Statistical Learning for Data Science
About This Course
This is an introductory course in both the theory and applications of Statistical Machine Learning.
Data-driven decision-making has been enabled by the wide usage of a variety of statistical machine learning techniques. Smart use of data aids in improving profits in businesses, the quality of life of individuals, the performance of sports teams, and the way we network with each other.
The course will expose students to real world examples of how machine learning methods are being used, as well as provide the fundamentals behind the working of such methods. We will particularly address empirical risk minimization, linear and logistic regression, discrete choice models, nonparametric inference, model selection in high dimensions, classification and regression trees, random forests, clustering, ensemble learning, and multiple testing. The course will include additional topics of active learning, differential privacy, and ethical concerns in data analytics.

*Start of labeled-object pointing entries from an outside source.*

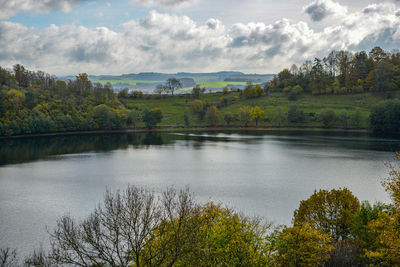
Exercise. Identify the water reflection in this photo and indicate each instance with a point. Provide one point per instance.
(29, 149)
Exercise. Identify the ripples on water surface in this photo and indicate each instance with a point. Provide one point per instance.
(264, 174)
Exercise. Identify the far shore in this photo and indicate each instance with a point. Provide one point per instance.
(192, 129)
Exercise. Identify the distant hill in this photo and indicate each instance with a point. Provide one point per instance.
(211, 80)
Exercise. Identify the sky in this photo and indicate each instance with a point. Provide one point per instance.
(66, 37)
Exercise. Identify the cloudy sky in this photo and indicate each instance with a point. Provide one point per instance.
(129, 36)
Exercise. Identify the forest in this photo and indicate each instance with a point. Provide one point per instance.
(342, 90)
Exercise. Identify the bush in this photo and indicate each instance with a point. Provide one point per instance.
(385, 118)
(244, 115)
(228, 118)
(295, 115)
(332, 211)
(328, 117)
(212, 116)
(152, 117)
(292, 96)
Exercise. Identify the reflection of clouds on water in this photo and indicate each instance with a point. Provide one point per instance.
(264, 174)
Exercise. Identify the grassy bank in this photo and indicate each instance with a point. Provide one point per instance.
(276, 107)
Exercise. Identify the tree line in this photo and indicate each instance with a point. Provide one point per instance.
(342, 72)
(135, 227)
(36, 102)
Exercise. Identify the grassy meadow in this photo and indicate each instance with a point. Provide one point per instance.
(276, 107)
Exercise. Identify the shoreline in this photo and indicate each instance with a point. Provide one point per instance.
(190, 129)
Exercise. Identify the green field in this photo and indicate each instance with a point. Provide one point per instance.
(174, 107)
(202, 84)
(219, 84)
(132, 82)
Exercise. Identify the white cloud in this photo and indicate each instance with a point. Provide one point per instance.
(161, 2)
(320, 9)
(9, 8)
(168, 43)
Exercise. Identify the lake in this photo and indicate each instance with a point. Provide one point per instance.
(258, 173)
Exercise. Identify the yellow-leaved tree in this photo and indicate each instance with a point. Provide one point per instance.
(386, 249)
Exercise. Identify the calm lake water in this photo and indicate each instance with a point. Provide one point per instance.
(264, 174)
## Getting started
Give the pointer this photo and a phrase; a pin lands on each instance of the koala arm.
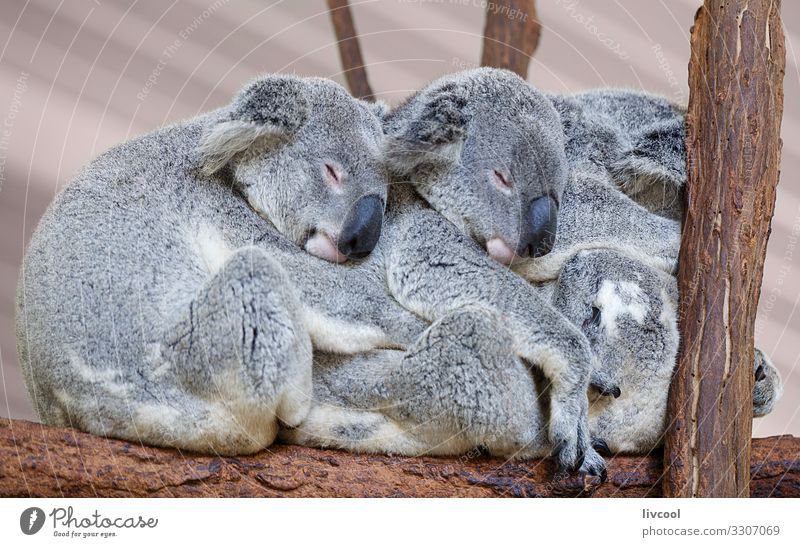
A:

We will use the statistical software R for implementing the algorithms taught in class.
What You'll Learn
2. Describe data effectively, predict future outcomes, and prescribe decisions using the machine learning tools.
3. Understand and apply fundamental concepts of statistical machine learning including empirical risk minimization, linear and logistic regression, model selection, clustering, ensemble learning, learning in high-dimensions and multiple testing.
Entry Requirements
Students should have a basic understanding of linear algebra, calculus, and basic probability and statistics.